When I talk to customers who are at the data center manager or VP of IT level, there is a rather unnerving topic that is almost always brought up: am I being lied to? Or, more politely rephrased, am I not being told everything that I should be? Now, before you think I’m bringing up something juicy, that’s not the case; I’m talking about how difficult it is for an IT manager to fully understand what are all the components in their infrastructure that are causing outages — and then to get up-front answers from their staff (and the tools they use) about the actual root causes.
Rarely do you see a network manager put up his hand and state, “yeah, we misconfigured the router and throttled traffic for a few hours, sorry that it affected most of our applications;” or application developers confessing “we didn’t think that a small SQL change would kill the db ‘that’ much.” It’s almost always the inadvertent modifications that cause the greatest outages, or impacts to an application service.
There are two problems in these common scenarios:
- Most IT managers have a really hard time getting metrics that span network, system, storage, and application layers and presenting them in a meaningful format.
- Transparency of metrics really is a cultural issue.
In the first case, infrastructure is divided into many departments: network, system, application, storage. Each administrator or infrastructure manager has their own tools that they are familiar with and only pay attention to metrics that are relevant to the service they deliver. In almost all cases, this is never with the business user in mind.
Take email, for instance. Email is many things: an external link to the internet (or to disparate offices), gateway servers, virus and spam scanners, MTAs, message stores, directory lookups, web portals, etc. In one relatively “simple” application you’ve spanned all the infrastructure stacks – network, system, application, and storage. So, when a sales line-of-business user files a service ticket saying email is down, where are you going to look? What actually caused the problem? If there is a manager for each part of the infrastructure stack, you’ll probably get four different answers (from many different tools). This situation usually gets reduced to finger pointing and rarely results in a holistic look on the actual cause of the outage. Wait until you implement VMware or other kinds of virtual infrastructure; the dependencies between applications and systems is going to get very difficult to understand and monitor.
This leads into the second problem of infrastructure monitoring: transparency. In discussions I’ve had, there is a very interesting dichotomy in customers and how they deal with this.
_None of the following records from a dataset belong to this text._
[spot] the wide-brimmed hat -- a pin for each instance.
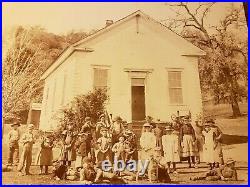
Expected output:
(30, 126)
(82, 134)
(146, 125)
(117, 118)
(103, 129)
(148, 118)
(102, 115)
(169, 128)
(157, 149)
(87, 118)
(16, 123)
(210, 120)
(186, 117)
(230, 161)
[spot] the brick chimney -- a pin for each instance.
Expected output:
(109, 22)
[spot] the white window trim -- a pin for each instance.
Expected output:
(180, 69)
(106, 67)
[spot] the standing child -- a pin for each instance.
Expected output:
(119, 149)
(225, 173)
(104, 146)
(13, 138)
(68, 141)
(208, 149)
(26, 157)
(170, 143)
(158, 134)
(188, 139)
(81, 148)
(45, 155)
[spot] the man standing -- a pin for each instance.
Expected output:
(26, 157)
(13, 138)
(187, 139)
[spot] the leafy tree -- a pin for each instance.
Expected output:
(224, 68)
(27, 53)
(91, 104)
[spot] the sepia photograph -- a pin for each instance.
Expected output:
(124, 93)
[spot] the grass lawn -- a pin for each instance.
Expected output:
(235, 145)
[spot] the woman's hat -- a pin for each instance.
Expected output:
(210, 120)
(117, 118)
(87, 118)
(16, 123)
(230, 161)
(158, 149)
(102, 115)
(148, 118)
(169, 128)
(103, 129)
(82, 134)
(146, 125)
(30, 126)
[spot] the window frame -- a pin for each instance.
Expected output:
(103, 67)
(181, 70)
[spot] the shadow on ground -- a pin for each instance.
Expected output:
(233, 139)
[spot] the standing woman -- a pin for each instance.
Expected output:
(158, 134)
(101, 124)
(45, 154)
(208, 148)
(187, 139)
(170, 143)
(148, 144)
(218, 154)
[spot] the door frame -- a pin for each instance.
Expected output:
(137, 73)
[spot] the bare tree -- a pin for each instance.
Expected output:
(221, 69)
(21, 73)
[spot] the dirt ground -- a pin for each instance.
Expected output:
(181, 178)
(235, 145)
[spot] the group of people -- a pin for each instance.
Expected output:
(90, 145)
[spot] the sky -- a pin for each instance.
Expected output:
(60, 18)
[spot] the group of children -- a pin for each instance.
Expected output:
(92, 144)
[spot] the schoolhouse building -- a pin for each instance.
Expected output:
(147, 68)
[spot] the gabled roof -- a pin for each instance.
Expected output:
(192, 50)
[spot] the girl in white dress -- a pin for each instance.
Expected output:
(170, 143)
(209, 144)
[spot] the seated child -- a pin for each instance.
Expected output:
(45, 154)
(81, 149)
(59, 171)
(119, 149)
(227, 172)
(90, 174)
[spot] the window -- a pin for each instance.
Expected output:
(137, 81)
(100, 78)
(175, 87)
(64, 88)
(46, 99)
(54, 97)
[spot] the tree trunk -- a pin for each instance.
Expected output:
(235, 106)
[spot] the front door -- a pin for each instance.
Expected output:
(138, 103)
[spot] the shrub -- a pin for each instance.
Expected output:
(91, 104)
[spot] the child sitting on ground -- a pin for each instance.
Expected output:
(226, 173)
(45, 154)
(81, 150)
(119, 149)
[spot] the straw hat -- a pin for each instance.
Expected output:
(16, 123)
(169, 128)
(30, 126)
(230, 161)
(146, 125)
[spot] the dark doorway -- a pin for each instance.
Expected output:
(138, 103)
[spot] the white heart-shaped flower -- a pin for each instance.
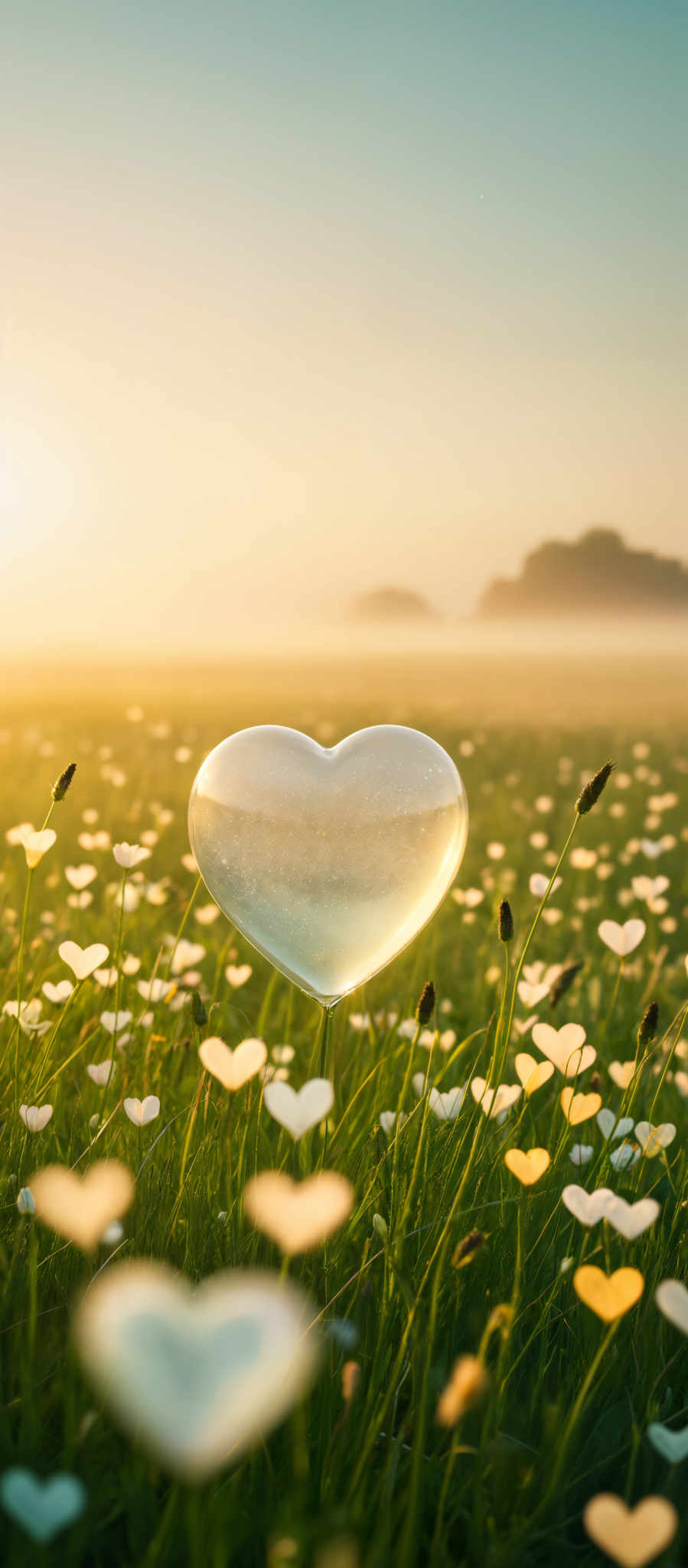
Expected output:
(35, 1117)
(623, 939)
(447, 1104)
(302, 1109)
(57, 993)
(130, 855)
(632, 1219)
(143, 1111)
(197, 1376)
(586, 1206)
(83, 960)
(37, 844)
(298, 1214)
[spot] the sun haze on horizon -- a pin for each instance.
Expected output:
(305, 300)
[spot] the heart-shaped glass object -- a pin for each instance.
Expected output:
(328, 861)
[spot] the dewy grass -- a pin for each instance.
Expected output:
(361, 1465)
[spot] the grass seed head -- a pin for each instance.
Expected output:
(61, 785)
(647, 1027)
(468, 1249)
(593, 791)
(563, 982)
(425, 1007)
(198, 1010)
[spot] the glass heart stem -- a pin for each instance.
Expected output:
(323, 1053)
(510, 1020)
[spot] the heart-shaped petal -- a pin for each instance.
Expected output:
(41, 1508)
(328, 861)
(83, 960)
(631, 1537)
(143, 1111)
(671, 1445)
(532, 1073)
(586, 1206)
(298, 1214)
(302, 1109)
(621, 1073)
(623, 939)
(608, 1295)
(233, 1067)
(529, 1167)
(671, 1297)
(197, 1376)
(654, 1138)
(565, 1048)
(82, 1207)
(579, 1107)
(35, 1117)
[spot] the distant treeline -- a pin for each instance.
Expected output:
(596, 574)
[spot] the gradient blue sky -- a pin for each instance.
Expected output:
(297, 297)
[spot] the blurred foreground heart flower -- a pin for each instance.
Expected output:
(83, 960)
(631, 1537)
(608, 1295)
(233, 1068)
(298, 1214)
(527, 1165)
(143, 1111)
(37, 844)
(623, 939)
(465, 1388)
(130, 855)
(41, 1508)
(35, 1117)
(197, 1374)
(82, 1207)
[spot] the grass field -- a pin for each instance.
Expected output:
(359, 1472)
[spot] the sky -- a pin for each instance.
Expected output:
(303, 299)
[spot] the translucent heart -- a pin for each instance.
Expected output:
(328, 861)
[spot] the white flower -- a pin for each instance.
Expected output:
(79, 877)
(623, 939)
(626, 1155)
(101, 1071)
(187, 956)
(115, 1021)
(18, 835)
(57, 993)
(35, 1117)
(540, 884)
(154, 990)
(237, 974)
(580, 1153)
(143, 1111)
(130, 855)
(83, 960)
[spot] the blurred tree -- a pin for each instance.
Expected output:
(596, 573)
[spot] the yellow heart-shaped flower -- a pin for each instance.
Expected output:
(631, 1537)
(579, 1107)
(608, 1295)
(527, 1165)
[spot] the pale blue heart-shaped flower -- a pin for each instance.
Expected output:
(41, 1508)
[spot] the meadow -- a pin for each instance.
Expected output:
(397, 1451)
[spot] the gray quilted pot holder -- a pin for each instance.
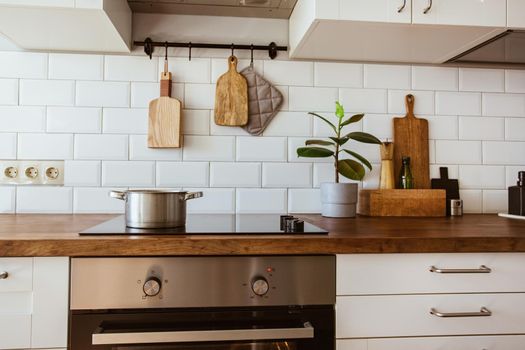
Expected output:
(264, 101)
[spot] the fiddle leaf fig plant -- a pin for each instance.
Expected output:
(350, 168)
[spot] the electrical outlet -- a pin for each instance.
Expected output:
(32, 172)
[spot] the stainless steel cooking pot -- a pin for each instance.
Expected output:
(155, 208)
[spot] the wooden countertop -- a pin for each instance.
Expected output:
(57, 235)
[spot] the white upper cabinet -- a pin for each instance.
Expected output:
(489, 13)
(393, 11)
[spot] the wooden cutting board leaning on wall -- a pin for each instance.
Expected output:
(411, 140)
(165, 124)
(231, 97)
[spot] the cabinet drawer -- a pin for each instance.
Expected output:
(509, 342)
(409, 315)
(410, 273)
(20, 274)
(15, 331)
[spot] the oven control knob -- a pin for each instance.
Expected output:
(152, 287)
(260, 286)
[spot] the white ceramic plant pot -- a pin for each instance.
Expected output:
(338, 199)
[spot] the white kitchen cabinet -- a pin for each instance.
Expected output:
(516, 14)
(489, 13)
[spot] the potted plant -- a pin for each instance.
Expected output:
(339, 199)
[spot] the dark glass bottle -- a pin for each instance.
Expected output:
(517, 196)
(405, 177)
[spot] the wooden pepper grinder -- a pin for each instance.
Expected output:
(387, 179)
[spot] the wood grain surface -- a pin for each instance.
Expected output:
(411, 140)
(165, 123)
(231, 97)
(57, 235)
(402, 202)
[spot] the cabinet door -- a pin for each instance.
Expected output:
(395, 11)
(489, 13)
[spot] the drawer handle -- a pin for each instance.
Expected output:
(481, 313)
(481, 269)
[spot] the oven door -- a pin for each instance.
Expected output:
(263, 329)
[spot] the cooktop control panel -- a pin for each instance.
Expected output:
(201, 281)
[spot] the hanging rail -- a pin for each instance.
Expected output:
(149, 46)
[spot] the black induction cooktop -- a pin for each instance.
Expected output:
(208, 224)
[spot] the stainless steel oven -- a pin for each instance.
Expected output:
(203, 303)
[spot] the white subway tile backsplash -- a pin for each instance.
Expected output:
(23, 65)
(8, 91)
(481, 177)
(102, 94)
(130, 68)
(481, 128)
(504, 105)
(312, 99)
(293, 73)
(125, 121)
(139, 150)
(128, 173)
(96, 200)
(182, 174)
(338, 74)
(514, 129)
(495, 201)
(253, 201)
(106, 147)
(423, 104)
(458, 103)
(214, 201)
(74, 119)
(482, 80)
(199, 96)
(458, 152)
(235, 174)
(7, 199)
(45, 146)
(363, 100)
(515, 81)
(47, 92)
(82, 173)
(387, 76)
(33, 199)
(74, 66)
(304, 200)
(287, 175)
(22, 119)
(434, 78)
(266, 149)
(290, 124)
(209, 148)
(503, 153)
(8, 146)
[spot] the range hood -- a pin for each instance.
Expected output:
(506, 49)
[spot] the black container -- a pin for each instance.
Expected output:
(517, 196)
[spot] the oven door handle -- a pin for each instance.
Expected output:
(101, 338)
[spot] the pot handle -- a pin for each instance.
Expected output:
(192, 195)
(118, 195)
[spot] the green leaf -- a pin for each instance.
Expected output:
(324, 119)
(360, 158)
(364, 137)
(353, 119)
(340, 140)
(339, 110)
(314, 152)
(351, 169)
(319, 142)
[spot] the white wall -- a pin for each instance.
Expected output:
(91, 110)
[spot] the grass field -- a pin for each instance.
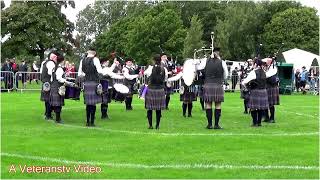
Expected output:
(124, 148)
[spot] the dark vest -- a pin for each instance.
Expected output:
(55, 83)
(213, 71)
(45, 77)
(260, 82)
(155, 81)
(90, 69)
(131, 72)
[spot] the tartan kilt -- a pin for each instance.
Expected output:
(258, 99)
(200, 91)
(244, 94)
(168, 90)
(55, 98)
(45, 96)
(188, 97)
(90, 95)
(155, 99)
(273, 96)
(213, 92)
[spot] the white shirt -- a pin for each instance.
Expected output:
(126, 74)
(202, 64)
(35, 67)
(271, 71)
(59, 74)
(148, 72)
(50, 65)
(96, 63)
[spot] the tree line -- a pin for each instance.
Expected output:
(138, 28)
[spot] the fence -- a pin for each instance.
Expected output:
(7, 80)
(22, 81)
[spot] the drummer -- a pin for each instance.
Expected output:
(155, 96)
(106, 82)
(216, 72)
(168, 88)
(57, 86)
(187, 93)
(130, 79)
(90, 68)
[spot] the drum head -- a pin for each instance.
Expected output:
(121, 88)
(189, 70)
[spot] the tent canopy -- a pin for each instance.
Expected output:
(300, 58)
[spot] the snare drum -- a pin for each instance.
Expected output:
(105, 85)
(120, 92)
(72, 93)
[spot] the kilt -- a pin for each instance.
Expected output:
(200, 91)
(244, 94)
(55, 98)
(258, 99)
(213, 92)
(155, 99)
(188, 97)
(90, 95)
(44, 96)
(273, 95)
(168, 90)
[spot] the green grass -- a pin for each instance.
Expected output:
(125, 139)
There are a number who are terrified of presenting a view to the business of how IT infrastructure is working (or not). They feel that offering a view into the infrastructure and its availability would completely undermine any credibility of the department. In most cases, I’ve found there isn’t a lot of credibility to begin with and by exposing relevant metrics, the framework for constructive discussions around application availability can be set.
We’ve seen some fantastic turnarounds in IT department credibility and transparency after the implementation of up.time. Not only does up.time span the infrastructure stack, but it also presents relevant metrics to both administrators who need to manage the environment; and to line-of-business users who simply wish to understand the availabilities of the applications they need.